Nonsurjective map to second dual module

Question

For a free finitely generated module $M$ the canonical map $i: M\to M^{**}$ is an isomorphism. I know an example of a finitely generated module for which this map is not injective. The map is also not surjective, for example, for $M=l_\infty$, which is an infinite-dimensional vector space. But is there a finitely generated module over some (preferably commutative) ring for which this map is not surjective?

Answer 1

Let $k$ be a field and $R=k[x,y]$, and let $M$ be the ideal $(x,y)\subset R$. Note that $M^*\cong R$: given any $r\in R$, we have a homomorphism $f:M\to R$ given by $f(x)=rx$ and $f(y)=ry$, and every homomorphism $M\to R$ has this form (since we must have $yf(x)=xf(y)$ and so $f(x)$ is divisible by $x$ and we can take $r=f(x)/x$).
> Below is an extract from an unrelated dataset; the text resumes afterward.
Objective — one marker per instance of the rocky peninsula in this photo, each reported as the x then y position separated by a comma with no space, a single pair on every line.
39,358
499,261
Thus $M^{**}\cong R$. Moreover, the canonical map $M\to M^{**}\cong R$ is just the inclusion map $M\to R$, which is not surjective.
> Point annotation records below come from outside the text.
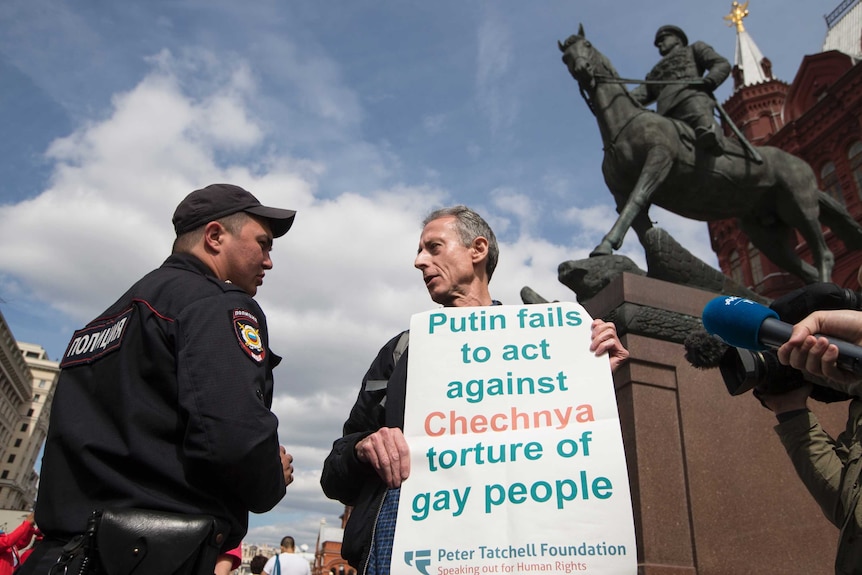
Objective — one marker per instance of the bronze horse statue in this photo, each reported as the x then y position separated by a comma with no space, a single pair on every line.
650,159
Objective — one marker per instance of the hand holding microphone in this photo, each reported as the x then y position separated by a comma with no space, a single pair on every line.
808,350
746,324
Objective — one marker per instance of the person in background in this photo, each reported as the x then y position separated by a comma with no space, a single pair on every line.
287,562
10,543
229,562
257,563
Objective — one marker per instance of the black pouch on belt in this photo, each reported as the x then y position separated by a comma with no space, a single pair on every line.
143,542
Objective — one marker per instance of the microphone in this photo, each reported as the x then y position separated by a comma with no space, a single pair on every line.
743,323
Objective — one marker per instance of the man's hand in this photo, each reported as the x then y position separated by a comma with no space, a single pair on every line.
814,354
603,339
387,452
286,465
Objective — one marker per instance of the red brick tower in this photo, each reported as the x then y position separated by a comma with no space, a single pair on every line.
818,117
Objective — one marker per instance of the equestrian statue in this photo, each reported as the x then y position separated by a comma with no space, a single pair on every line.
653,159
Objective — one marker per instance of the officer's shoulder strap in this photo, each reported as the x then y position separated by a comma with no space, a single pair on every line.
403,341
397,352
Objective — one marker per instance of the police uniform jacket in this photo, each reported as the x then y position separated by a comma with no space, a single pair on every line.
830,469
163,404
380,404
684,63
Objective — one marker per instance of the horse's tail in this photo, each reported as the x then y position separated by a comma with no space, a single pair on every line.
839,220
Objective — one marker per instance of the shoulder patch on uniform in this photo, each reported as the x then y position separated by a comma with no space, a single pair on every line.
247,330
97,340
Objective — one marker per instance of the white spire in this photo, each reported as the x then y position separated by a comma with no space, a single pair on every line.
750,67
749,60
845,24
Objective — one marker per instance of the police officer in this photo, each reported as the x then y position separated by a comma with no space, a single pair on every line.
689,97
163,401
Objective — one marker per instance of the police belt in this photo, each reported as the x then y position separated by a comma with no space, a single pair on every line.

Another example: let $R=k[x,y]/(x^2,xy,y^2)$ and let $M=R/(x,y)$ (so $M$ is $k$ with $x$ and $y$ acting as $0$). Then $M^*\cong M^2$, since a homomorphism $M\to R$ can map a generator of $M$ to any $k$-linear combination of $x$ and $y$. We thus have $M^{**}\cong(M^2)^*\cong M^4$, and the canonical map $M\to M^{**}$ cannot be surjective since $M$ is $1$-dimensional over $k$ and $M^{**}$ is $4$-dimensional.